Link-11 (also known as TADIL A) is a digital radio link NATO has used for decades. Although military links have progressed with Link-16 and Link-22, there remain field systems that require Link-11 support. Using high-frequency (HF) or ultra-high-frequency (UHF) radios, Link-11 is half-duplex and operates in polled mode, where only one net participant is permitted to broadcast tactical information at any given time. A designated Net Control Station governs the broadcast order. Each participant on the Link-11 network consists of two components – the Tactical Data System (DTS) computer that receives data from sensors, navigation systems, and operators, and forwards them over a wired, point-to-point data link to the Data Terminal Set (DTS) for distribution to net participants over the radio.
In the opposite direction, the DTS retrieves incoming tactical digital information from other net participants and forwards it to the TDS for processing. The data link between TDS and DTS may be serial or parallel. MIL-STD-188-203-1A specifies the serial link as Airborne Tactical Data Systems (ATDS) and the parallel, Naval Tactical Data Systems (NTDS).
Connecting to modern systems
Since Link-11’s introduction in the early 1960s, computing capabilities have advanced tremendously, providing faster information processing. However, many modern computers still need to interface with legacy equipment. To accomplish this, system integrators and engineers can add ATDS and NTDS interface boards. When selecting an interface board, form factor availability and multi-OS support are two factors to consider. Availability and support for a large number of buses and operating systems enable developers to target more market segments.
Military network topology has changed since Link-11 was originally developed. Militaries worldwide now gravitate toward linking systems together through Ethernet-based networks instead of point-to-point interfaces such as ATDS. However, due to risk mitigation and budget cuts, organizations often require connecting legacy equipment to Ethernet. Because it may not be feasible to add Ethernet interfaces to legacy equipment, an independent converter box like the IXI ATDS-to-Ethernet converter may need to sit between the legacy equipment and network.

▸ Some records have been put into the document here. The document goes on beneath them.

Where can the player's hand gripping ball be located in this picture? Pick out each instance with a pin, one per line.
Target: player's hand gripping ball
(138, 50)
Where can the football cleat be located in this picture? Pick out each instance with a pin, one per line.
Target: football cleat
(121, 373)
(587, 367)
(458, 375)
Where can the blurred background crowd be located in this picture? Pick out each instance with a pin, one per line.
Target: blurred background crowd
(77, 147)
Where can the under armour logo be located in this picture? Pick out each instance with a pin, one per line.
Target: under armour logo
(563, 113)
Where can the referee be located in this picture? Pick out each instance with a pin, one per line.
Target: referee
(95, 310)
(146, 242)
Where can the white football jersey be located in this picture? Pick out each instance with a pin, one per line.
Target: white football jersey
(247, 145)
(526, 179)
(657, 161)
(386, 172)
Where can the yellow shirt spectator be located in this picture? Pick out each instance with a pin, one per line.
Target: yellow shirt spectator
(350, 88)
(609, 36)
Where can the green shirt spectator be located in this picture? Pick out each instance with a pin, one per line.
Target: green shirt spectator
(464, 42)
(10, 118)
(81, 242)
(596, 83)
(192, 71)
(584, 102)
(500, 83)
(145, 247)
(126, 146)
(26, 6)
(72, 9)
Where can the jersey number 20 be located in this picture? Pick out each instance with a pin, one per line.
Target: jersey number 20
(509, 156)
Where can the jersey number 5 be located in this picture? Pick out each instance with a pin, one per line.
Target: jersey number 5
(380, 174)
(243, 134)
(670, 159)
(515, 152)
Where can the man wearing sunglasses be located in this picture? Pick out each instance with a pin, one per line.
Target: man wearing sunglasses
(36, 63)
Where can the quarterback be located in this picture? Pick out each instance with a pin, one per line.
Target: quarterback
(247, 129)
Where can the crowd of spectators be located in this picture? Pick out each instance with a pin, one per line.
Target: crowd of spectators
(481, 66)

The legacy equipment uses ATDS to connect to the converter which then forwards the data over Ethernet. Since Ethernet is inherently unsecure, the ATDS-to-Ethernet converter should encrypt all Ethernet data, protecting the tactical data against network adversaries. Another challenge with Ethernet is that packets may drop before reaching their destinations when using a UDP based protocol. The ATDS-to-Ethernet converter may offer a redundant Ethernet capability to significantly increase network reliability. If one network path is not available, operation continues without delay or interruption on the surviving path.
Due to signal degradation, short cables are typically used to connect ATDS equipment. Yet organizations may require linking two ATDS components separated by great distances. For example, the TDS and DTS may be located on opposite ends of an aircraft or in different rooms in a simulation laboratory. These hurdles can be overcome by bridging two ATDS-to-Ethernet converters through Ethernet, and then linking each converter to the ATDS equipment. ATDS data is translated to Ethernet packets on one converter and then translated back to ATDS on the second converter. The converters are typically mounted near the legacy equipment to make the ATDS cable run as short as possible. With this strategy, ATDS equipment that resides miles apart, even in different cities, can communicate with one another.
TDS and DTS equipment interfaces through ATDS or NTDS. Typically, legacy equipment has one interface but not the other, preventing for example an ATDS TDS from connecting directly to an NTDS DTS. However, organizations may desire to link this equipment, particularly if budget constraints prohibit procuring additional assets. One solution is to use an NTDS-to-ATDS bridge, which provides a transparent hardware and protocol conversion, allowing TDS and DTS equipment to communicate over heterogeneous data links.
Budget constraints extend the service life of legacy equipment and restrict acquisition of newer equipment. The U.S. military began replacing the Link-11 system in the early 1980s, yet legacy equipment is still being used and maintained. As militaries across the globe migrate toward open architecture communication interfaces such as Ethernet, solutions such as ATDS interface boards, ATDS-to-Ethernet converters, and NTDS-to-ATDS bridges can help organizations meet these challenges.